Famed architect Frank Lloyd Wright, over the course of his 73-year career, designed more than 1,000 structures, including residences, hotels, office buildings, churches, museums and skyscrapers.

And exactly one synagogue.

Beth Sholom Synagogue represents the unlikely collaboration between Wright and Rabbi Mortimer J. Cohen. Cohen was in need of breathing room for his growing congregation and found the solution in an empty plot of ground on Old York Road in Elkins Park. With the dean of the Tyler School of Art at Temple University as a go-between, Cohen reached out to Wright. In a letter dated November 16, 1953, he encapsulated his vision:

There is a dream and hope in my heart... of erecting a synagogue... in simple and modern design that will be an inspiration for generations to come from all over the country to see it and find here a "new thing" - the American spirit wedded to the ancient spirit of Israel.

...there is only one architect-artist who could meet this challenge of so dramatic and original an idea.

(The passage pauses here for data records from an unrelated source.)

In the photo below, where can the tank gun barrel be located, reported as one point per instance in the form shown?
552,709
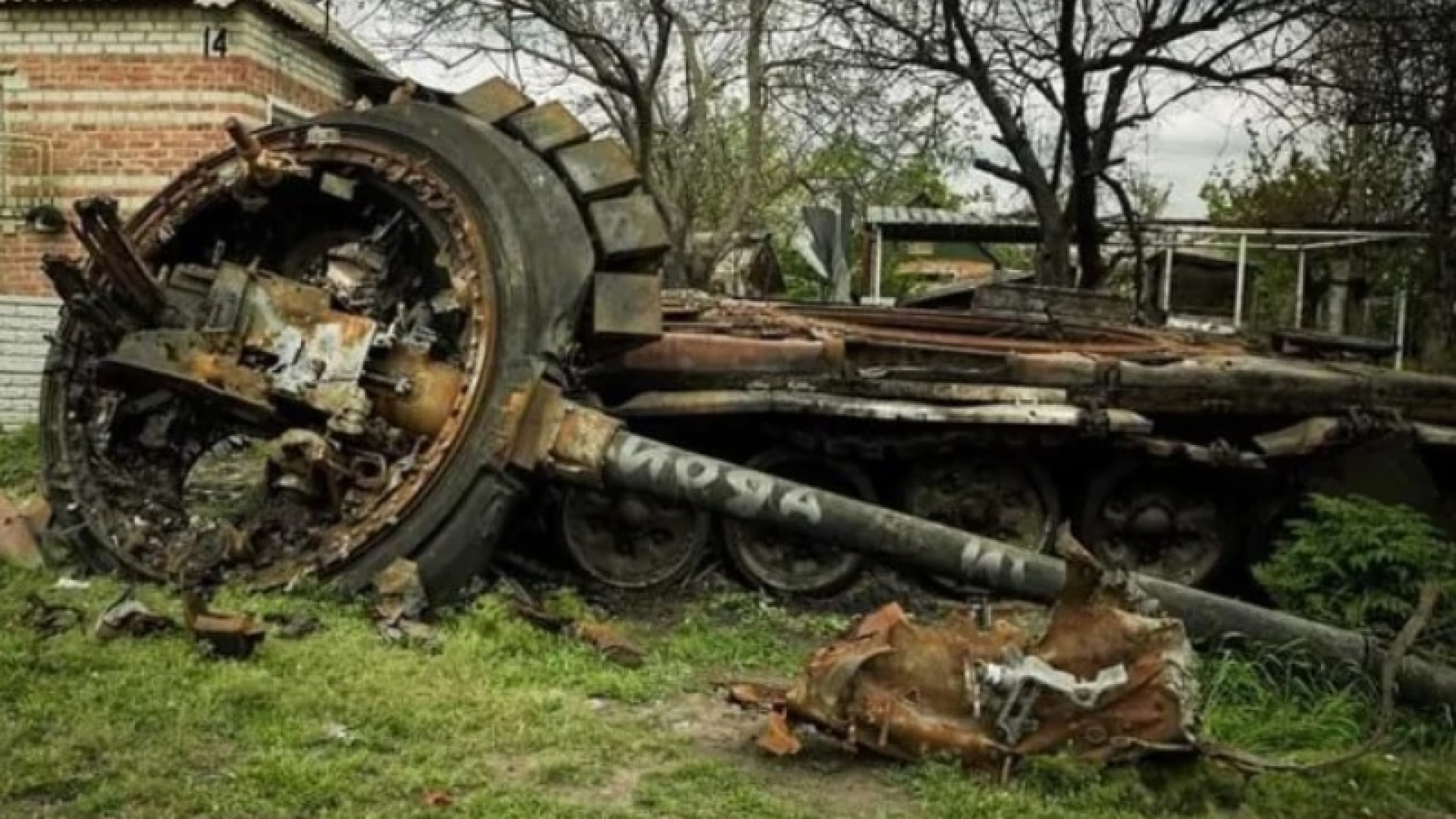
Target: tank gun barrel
596,449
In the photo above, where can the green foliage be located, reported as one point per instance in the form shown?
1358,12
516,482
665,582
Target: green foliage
513,722
19,461
1359,564
1350,175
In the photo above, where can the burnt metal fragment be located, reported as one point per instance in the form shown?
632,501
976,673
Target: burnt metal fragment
220,634
1098,679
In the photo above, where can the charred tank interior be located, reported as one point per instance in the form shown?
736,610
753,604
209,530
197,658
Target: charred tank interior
278,357
281,363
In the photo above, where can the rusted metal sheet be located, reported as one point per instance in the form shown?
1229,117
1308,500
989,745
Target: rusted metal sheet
115,259
1098,679
727,403
705,353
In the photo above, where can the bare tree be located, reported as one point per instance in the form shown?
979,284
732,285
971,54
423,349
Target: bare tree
1392,67
1063,79
721,104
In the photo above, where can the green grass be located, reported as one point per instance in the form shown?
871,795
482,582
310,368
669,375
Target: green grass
511,722
19,461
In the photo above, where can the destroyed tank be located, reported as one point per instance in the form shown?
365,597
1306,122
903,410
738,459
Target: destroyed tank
351,319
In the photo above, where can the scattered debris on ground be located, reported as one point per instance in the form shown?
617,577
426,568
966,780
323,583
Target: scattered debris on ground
47,618
18,539
128,617
604,637
1100,681
293,626
400,607
220,634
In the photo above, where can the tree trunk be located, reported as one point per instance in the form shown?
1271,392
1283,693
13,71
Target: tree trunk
1440,275
1055,253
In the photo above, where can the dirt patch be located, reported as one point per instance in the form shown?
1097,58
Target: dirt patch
823,774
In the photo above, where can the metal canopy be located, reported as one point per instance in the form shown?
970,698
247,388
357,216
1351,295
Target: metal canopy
934,224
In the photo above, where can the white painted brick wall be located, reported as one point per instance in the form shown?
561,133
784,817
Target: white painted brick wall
24,328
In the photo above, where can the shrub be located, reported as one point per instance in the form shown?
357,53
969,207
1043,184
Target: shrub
1359,564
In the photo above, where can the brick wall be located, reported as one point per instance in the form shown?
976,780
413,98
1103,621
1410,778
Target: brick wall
118,98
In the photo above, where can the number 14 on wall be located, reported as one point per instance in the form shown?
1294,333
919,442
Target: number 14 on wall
215,41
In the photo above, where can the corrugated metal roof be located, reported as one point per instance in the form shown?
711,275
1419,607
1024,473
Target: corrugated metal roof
935,224
886,215
302,14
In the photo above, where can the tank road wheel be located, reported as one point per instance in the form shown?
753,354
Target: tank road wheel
1161,519
788,564
359,297
631,541
984,494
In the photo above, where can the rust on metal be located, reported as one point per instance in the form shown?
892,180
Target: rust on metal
580,445
622,305
548,127
705,353
1092,676
628,228
117,260
18,537
428,391
220,634
492,101
599,169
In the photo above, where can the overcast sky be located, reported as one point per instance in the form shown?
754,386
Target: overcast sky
1180,149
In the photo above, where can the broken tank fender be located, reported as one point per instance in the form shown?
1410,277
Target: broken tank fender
1098,679
582,445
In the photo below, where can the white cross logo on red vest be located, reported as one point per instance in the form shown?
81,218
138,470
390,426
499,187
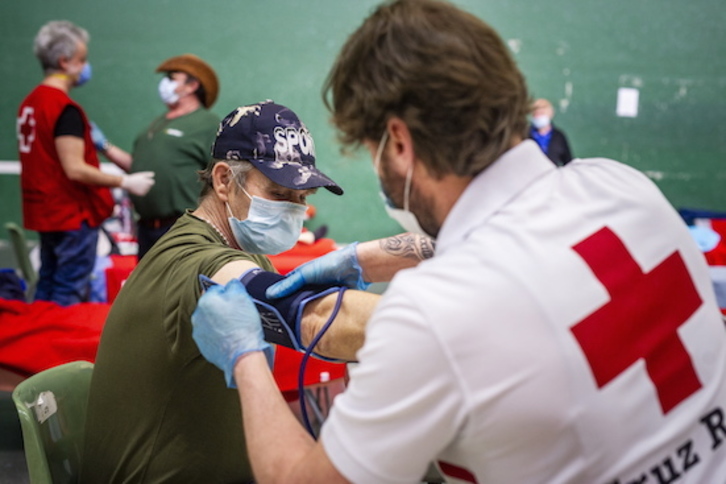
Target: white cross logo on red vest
26,129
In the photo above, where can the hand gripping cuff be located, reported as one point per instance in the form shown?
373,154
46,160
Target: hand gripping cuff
281,318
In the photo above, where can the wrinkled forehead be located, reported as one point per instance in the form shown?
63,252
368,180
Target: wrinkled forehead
260,180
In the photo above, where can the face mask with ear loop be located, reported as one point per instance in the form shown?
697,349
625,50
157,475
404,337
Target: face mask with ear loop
405,218
271,227
167,90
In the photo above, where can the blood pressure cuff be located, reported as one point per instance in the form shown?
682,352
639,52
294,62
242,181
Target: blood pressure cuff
280,317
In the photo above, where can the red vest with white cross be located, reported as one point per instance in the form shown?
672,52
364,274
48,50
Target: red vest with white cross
51,201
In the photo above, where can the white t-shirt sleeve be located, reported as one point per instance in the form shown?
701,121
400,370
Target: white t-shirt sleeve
403,404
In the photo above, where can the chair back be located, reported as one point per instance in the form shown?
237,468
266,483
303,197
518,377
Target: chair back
22,255
52,409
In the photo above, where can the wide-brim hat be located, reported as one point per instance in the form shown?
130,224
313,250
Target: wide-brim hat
276,142
194,66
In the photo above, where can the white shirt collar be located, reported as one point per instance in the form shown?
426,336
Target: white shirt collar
492,189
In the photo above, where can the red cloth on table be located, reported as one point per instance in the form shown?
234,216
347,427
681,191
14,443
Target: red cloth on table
117,273
41,335
300,254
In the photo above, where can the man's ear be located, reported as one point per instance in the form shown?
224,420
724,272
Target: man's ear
401,152
193,85
221,178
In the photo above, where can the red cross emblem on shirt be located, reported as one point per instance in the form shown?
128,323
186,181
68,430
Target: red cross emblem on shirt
26,129
641,319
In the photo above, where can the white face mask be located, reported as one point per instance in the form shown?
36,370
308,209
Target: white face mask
541,121
405,218
271,227
167,90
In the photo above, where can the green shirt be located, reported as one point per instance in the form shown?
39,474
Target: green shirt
158,411
174,149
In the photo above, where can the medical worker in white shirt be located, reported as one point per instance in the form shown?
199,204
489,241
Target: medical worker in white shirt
566,329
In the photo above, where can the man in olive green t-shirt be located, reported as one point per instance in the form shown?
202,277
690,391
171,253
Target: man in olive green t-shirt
158,411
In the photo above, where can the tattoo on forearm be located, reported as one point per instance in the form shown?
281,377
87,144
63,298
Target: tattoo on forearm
412,246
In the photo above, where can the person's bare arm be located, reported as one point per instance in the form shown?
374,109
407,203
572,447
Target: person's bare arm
70,151
118,157
381,259
345,335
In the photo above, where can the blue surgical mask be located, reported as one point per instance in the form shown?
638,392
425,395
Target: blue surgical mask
271,227
403,216
167,91
541,121
85,75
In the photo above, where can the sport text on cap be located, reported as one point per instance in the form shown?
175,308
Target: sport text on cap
276,142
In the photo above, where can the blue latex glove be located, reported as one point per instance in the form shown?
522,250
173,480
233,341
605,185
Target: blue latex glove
226,325
99,139
339,267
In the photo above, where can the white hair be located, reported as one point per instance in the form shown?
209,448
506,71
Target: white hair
55,40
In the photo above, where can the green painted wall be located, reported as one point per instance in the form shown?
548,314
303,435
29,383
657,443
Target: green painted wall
576,53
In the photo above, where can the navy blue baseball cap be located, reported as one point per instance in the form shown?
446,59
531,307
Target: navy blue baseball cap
276,142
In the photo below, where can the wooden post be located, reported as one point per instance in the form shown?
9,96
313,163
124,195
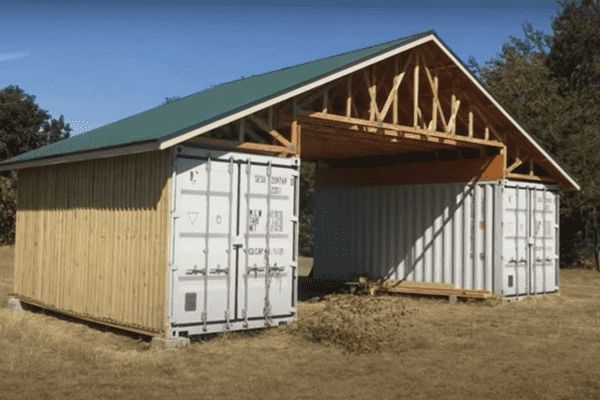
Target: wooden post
434,103
395,101
373,90
531,169
294,127
416,95
242,131
470,123
349,97
270,118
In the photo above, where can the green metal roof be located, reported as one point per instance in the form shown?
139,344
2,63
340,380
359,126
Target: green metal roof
196,110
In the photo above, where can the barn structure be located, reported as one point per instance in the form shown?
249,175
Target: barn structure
183,219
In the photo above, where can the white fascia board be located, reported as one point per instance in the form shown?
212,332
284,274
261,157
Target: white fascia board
506,114
68,158
295,92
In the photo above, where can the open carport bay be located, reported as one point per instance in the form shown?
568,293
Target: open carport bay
340,347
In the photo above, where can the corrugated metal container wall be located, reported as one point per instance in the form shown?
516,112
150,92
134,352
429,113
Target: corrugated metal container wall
530,236
92,239
428,233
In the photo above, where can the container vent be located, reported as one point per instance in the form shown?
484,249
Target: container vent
190,301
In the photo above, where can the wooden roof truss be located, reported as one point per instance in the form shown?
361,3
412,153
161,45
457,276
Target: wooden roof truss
413,102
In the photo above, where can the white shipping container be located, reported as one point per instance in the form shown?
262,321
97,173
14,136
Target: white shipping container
233,241
454,233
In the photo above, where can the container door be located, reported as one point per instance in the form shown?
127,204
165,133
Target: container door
544,227
267,228
516,238
530,240
203,263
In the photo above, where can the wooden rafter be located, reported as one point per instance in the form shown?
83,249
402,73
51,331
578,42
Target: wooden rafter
394,130
261,124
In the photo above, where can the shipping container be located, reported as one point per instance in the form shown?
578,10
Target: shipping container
473,236
233,252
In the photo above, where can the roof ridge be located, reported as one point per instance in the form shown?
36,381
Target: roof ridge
404,38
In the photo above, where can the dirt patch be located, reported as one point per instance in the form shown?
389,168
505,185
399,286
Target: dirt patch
357,323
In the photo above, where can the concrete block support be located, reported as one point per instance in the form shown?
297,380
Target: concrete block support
170,343
15,304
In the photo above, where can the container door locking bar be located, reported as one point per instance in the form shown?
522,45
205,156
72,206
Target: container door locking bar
247,244
229,244
267,308
206,238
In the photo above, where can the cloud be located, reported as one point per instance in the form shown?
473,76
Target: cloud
11,56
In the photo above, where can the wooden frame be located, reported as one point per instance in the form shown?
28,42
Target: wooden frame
406,103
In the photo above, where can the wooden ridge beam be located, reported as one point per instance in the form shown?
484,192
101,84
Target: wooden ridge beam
398,130
233,145
266,126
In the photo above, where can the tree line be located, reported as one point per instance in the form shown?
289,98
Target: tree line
549,82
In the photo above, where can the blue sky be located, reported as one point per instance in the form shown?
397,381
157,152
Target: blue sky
99,61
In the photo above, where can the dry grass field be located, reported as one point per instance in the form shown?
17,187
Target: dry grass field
342,346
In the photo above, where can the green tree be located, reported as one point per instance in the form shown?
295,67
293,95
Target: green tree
551,84
23,126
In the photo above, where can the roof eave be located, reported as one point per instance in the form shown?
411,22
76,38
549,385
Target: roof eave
107,152
572,184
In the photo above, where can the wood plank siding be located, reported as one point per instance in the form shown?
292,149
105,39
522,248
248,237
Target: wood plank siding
92,239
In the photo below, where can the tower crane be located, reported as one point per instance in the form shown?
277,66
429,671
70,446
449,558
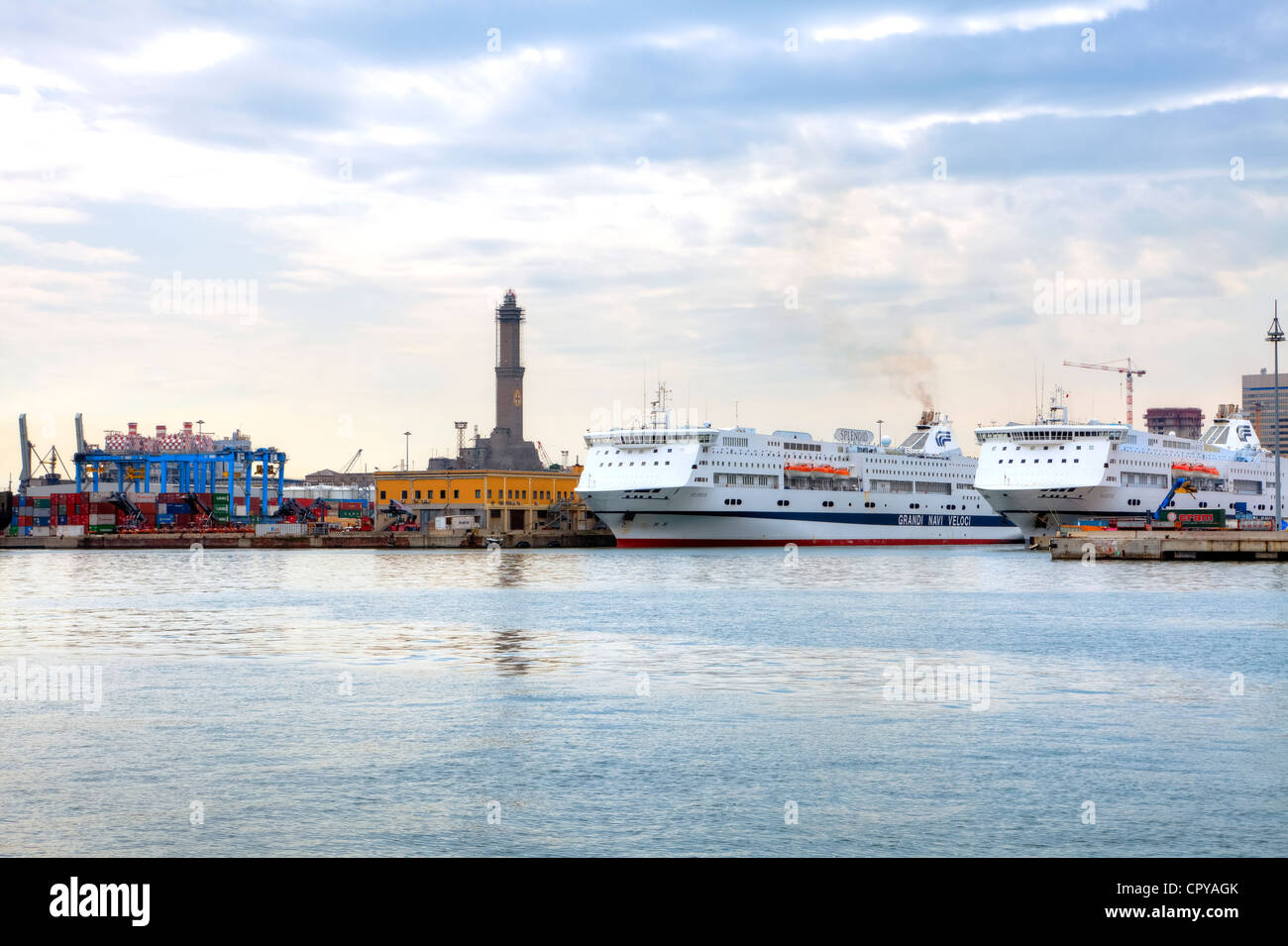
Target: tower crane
1128,370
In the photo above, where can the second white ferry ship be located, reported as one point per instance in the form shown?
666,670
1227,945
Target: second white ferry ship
688,485
1054,473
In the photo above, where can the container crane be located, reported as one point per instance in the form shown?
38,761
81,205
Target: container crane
1128,370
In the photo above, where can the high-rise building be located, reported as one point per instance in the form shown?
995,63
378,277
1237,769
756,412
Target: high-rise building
1258,404
1183,421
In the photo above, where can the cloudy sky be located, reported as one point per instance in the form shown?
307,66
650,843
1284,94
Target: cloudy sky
825,213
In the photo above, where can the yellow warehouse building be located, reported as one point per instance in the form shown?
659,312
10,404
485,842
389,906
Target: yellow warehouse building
498,499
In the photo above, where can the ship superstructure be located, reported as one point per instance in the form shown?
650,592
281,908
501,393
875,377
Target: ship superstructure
1054,473
700,485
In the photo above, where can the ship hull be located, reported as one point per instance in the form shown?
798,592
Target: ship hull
678,528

And that architect is yourself.

Wright accepted.

As the building rose - fueled by steady efforts at fundraising - these two visionaries corresponded frequently, hashing out details and negotiating necessary concessions.

Wright did not witness the September 20, 1959, dedication ceremony, having passed away five months prior, at age 89, from complications related to abdominal surgery.

Today, the edifice on which Cohen and Wright worked so tirelessly stands as a beacon, as much an artistic expression of multiple interpretations as an active house of worship.


Beth Sholom Synagogue


According to docent Helene Mansheim, the dual character of the building is exactly the point.

"It's art," she says. "So people come and see and interpret for themselves. Which reflects the Wright point of view. But that uplift of spirit is all directed toward God. Which is the goal that Rabbi Cohen dedicated his life to."

Mansheim's point about the architecture being open to differing views is evident throughout the property.

In viewing the edifice from the street, for example, questions immediately arise: Is the distinct shape a mountain, crafted to mimic Mount Sinai? Is it a tent, reminiscent of the 40 years of wandering in the desert?

Within the synagogue, a colorful chevron hangs from the ceiling. Is it an interpretation of the rainbow that followed the great flood? Or is it Joseph's coat of many colors?

In any case, Mansheim points out that the subtle symbolism is intentional.

"The seats here are arranged in a delicate slope; the floor is not level," she cites. "On a practical front, it was designed to ensure that all the sight lines were good, that everyone can see. But the feeling it creates was intended to make the congregation feel as if it is being cupped in God's hands."

The downward grade also hints at the desert hillsides that were often the setting for public discourse in Biblical times, a feature highlighted by the carpet's sandy color.

Perhaps the most striking feature of the synagogue is its impressive shell. The construction material was innovative for its time, a dual layer of glass and Plexiglas.


This letter signed by Frank Lloyd Wright is on display at Beth Sholom Synagogue.
Again, the exchange of correspondence between Cohen and Wright tells the backstory. In a report to his congregants, dated February 1958, the Rabbi explains the thinking behind the nontraditional materials:


...Mr. Wright came to Philadelphia to give his word on the proposed scheme for the glassification of the Tower.

He decided on the sanded white glass, wired and corrugated.

When asked why he preferred the plain white glass to the amber, actinic glass, he answered: "Since this is to be God's Temple, I prefer to have Him color the glass."

Among its many members is Josh Shapiro and family. His affection for this community is plain: "Beth Sholom is my spiritual home and has been for 37 years. It's a solemn place of worship, an architectural landmark, a welcoming environment and a key historical site in Montgomery County. It's part of the fabric of who I am and what makes our community great. Whether you are looking for fellowship, faith or architectural splendor, please visit Beth Sholom," he says.

Guided tours of Beth Sholom Synagogue begin at the onsite visitor center, open Wednesdays and Thursdays, 10 a.m. to 1 p.m., and Sundays from 1 p.m. to 3 p.m. Guests start with viewing a 20-minute video on the site's history (narrated by Leonard Nimoy), followed by a one-hour experience of all it has to offer.